Insulin signaling maintains cap cells via Notch. Control (A–C) and dinr³³⁹ hh-lacZ/dinr^E19 (D–F) germaria are labeled with β-gal (red, terminal filament and cap cell nuclei) and CD2 [green, E(spl)mβ-CD2 reporter of Notch signaling]. C and F show merge. TF, terminal filament; arrowheads, cap cells. (Scale bar, 5 μm.) GSC (G) or cap cell (H) numbers in 1-week old wild-type GAL4 controls or dinr³³⁹/dinr^E19 mutants alone or expressing activated Notch (N^act).
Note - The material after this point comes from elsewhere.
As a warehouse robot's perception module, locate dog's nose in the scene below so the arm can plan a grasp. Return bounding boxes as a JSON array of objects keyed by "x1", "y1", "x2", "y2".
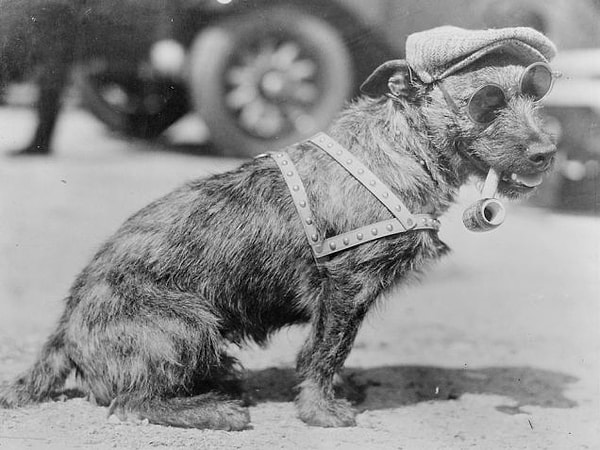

The number of germaria analyzed is shown above each bar. ***P < 0.001.

Fig. 6.

Insulin signaling within cap cells controls GSC maintenance via E-cadherin. (A) Total cap cell numbers in control mosaic germaria (C1) and in germaria without (C2) or with (dinr³³⁹) cap cell clones from dinr³³⁹ mosaics. The average cap cell number is not statistically different among genotypes. (B) Significant decrease in GSC number in germaria carrying dinr³³⁹ cap cells. The number of germaria analyzed is shown above each bar. **P < 0.01. Heterozygous (C) and dinr³³⁹/dinr^E19 mutant (D) germaria labeled with 1B1 (green, fusome), LamC (green, cap cell nuclear envelopes), and E-cadherin (red). Dashed outlines indicate GSCs. (Scale bar, 5 μm.) (E) DILPs integrate age and diet effects on GSC maintenance. DILPs control niche size via Notch (N) signaling in the niche [potentially via Delta (Dl)] and cap cell–GSC association via E-cadherin (EC). Dark green, terminal filament; light green, cap cells; red, GSC.